As a 17-year-old girl, recently Yukari is interested in how many different ways to arrange sinsacks in rooms. At the beginning, all rooms are available. In the following \(D\) days, Yukari will ask you the number of ways after reversing. Two ways \(A\) and \(B\) are regarded as the same if for any room in \(A\), there exists a room in \(B\) that the sinsacks in these two rooms have the same set of numbers. In other words, rooms are indistinguishable.

现有 \(N\) 只不同的怪兽，和 \(M\) 个相同的从 \(1\) 到 \(M\) 编号的房间，每个房间有空闲和不空闲两种状态，怪兽只能住进处于空闲状态的房间，房间容量无穷。现在给出 \(D\) 个操作，每次操作翻转一个区间 \([l_i, r_i]\) 内的房间的状态，求每次操作后分配怪兽的方案数（注意房间相同的意思是交换一个分配方案中的两个房间不算产生一个新的方案）。

所有答案均要对 \(880803841\) 取模。

输入

The first line of the input contains an integer \(T\) (\(T \le 10\)), indicating the number of cases. For each test case:

The first line contains three integers \(N\), \(M\) and \(D\) (\(1 \le M \le N\), \(D \le 100000\)). Their meanings are described above.

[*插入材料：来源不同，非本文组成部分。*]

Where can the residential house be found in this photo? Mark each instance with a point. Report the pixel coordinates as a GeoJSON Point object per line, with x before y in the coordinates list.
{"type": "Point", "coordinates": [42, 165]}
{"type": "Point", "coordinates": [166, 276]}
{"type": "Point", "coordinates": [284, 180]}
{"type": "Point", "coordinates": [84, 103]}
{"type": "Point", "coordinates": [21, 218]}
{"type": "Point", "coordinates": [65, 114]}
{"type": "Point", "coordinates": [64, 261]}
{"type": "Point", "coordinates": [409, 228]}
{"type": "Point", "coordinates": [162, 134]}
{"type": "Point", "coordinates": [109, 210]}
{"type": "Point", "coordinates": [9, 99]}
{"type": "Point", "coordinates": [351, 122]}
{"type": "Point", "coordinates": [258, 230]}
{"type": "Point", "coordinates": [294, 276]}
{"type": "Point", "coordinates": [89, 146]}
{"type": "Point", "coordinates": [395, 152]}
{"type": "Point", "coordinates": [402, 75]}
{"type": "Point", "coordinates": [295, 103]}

The following \(D\) lines each contain two integers \(l\) and \(r\) (\(1 \le l \le r \le M\)) denoting the consecutive rooms \(l, l + 1, \cdots , r\) which are reversed by Yukari on that day.

输出

For each query, output the number of different ways to arrange sinsacks. The answer should modulo \(880803841\) for it can be very large.

输入示例

输出示例

数据规模及约定

见“输入”

题解

这就是一个裸的第二类斯特林数，然后再强行加一个线段树。

第二类斯特林数 \(S(n, m)\) 表示将 \(n\) 个物品分成 \(m\) 个集合的方案数。如果暴力 \(O(n^2)\) dp 显然有 \(S(n, m) = S(n-1, m-1) + S(n-1, m) \cdot m\)，但是要想快速求 \(S(n, 1) \sim S(n, n)\)，就用不上这个 dp 了。

考虑 \(S(n, m)\) 的组合意义有

\[k^n = \sum_{m=0}^k {k \choose m} \cdot m! \cdot S(n, m)
\]

翻译一下就是将 \(n\) 个不同的物品放入 \(k\) 个不同的篮子中，可以有篮子是空的。那么这个东西其实可以先枚举有 \(m\) 个篮子非空，然后分三步完成：从 \(k\) 个篮子中取出 \(m\) 个篮子，\(m\) 个篮子排一个顺序，将 \(n\) 个物品放入 \(m\) 个篮子中，然后乘法原理即可得到上式。

然后二项式反演可得

\[k! \cdot S(n, k) = \sum_{m=0}^k (-1)^{k-m} \cdot {k \choose m} \cdot m^n \\
S(n, k) = \sum_{m=0}^k \frac{(-1)^{k-m}}{(k-m)!} \cdot \frac{m^n}{m!}
\]

于是成了一个卷积的形式。

至于那个区间操作用线段树维护应该没啥好讲的吧。

#include <iostream>

#include <cstdio>

#include <cstdlib>

#include <cstring>

#include <cctype>

#include <algorithm>

#include <cmath>

using namespace std;

#define rep(i, s, t) for(int i = (s), mi = (t); i <= mi; i++)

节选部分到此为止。